L’avvicinarsi di novembre, che segna l’avvio del secondo round di sanzioni Usa contro l’Iran, consente di mettere lentamente a fuoco la nuova fisionomia che sta assumendo il mercato petrolifero, certo non indifferente alle tensioni geopolitiche provocate, fra le altre cose, dalla guerra commerciale fra Usa e Cina, quest’ultima grande acquirente di petrolio iraniano. I dati degli ultimi mesi circa l’evoluzione della domanda cinese ci consentono di sapere alcune cose. La prima è che a settembre la domanda di greggio di Pechino è cresciuta ancora, portandosi a 9,05 milioni di barili al giorno, spinta dalla “sete” delle raffinerie indipendenti. La seconda completa il quadro: ad agosto le importazioni di greggio cinesi dagli Usa si sono praticamente azzerate.

Secondo alcuni osservatori questo andamento è la conseguenza della decisione dei cinesi di comprare greggio in Canada, che vende a un prezzo più conveniente rispetto al petrolio Wti, che però a differenza del petrolio canadese ha un grado di acidità minore e perciò più facilmente raffinabile. Ma è evidente che la convenienza economica spiega solo parzialmente questa interessante evoluzione del mercato petrolifero. I cinesi sono stati grandi acquirenti di greggio texano per tutto il 2018.

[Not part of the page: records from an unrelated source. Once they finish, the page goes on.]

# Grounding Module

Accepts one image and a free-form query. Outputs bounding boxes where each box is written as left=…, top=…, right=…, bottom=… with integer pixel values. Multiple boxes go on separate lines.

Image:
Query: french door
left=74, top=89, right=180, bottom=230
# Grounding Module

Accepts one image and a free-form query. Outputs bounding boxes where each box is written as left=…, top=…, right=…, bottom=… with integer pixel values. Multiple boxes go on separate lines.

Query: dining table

Difficoltà analoghe si stanno osservando anche su un altro mercato energetico, quello del gas liquefatto, dove ha un ruolo importante la produzione Usa, finito anch’esso nel tritacarne della guerra commerciale fra Usa e Cina. Platts ha rilevato che gli importatori cinesi stanno facendo fronte a prezzi più elevati e di conseguenza molti si stanno orientando verso produttori non statunitensi per soddisfare le proprie necessità. Gli Usa sono stati i più grandi esportatori al mondo di gas liquefatto l’anno scorso, con il 32% delle importazioni effettuati sul totale, seguiti dagli Emirati Arabi con l’11%.

In sostanza l’industria energetica Usa, cresciuta molto grazie alla tecnologia shale e potendo contare sulla robusta domanda cinese, vede sempre più a rischio la sua quota di mercato. Si sta lentamente avverando quanto era facile prevedere: la guerra dei dazi uccide il commercio. Poi i profitti.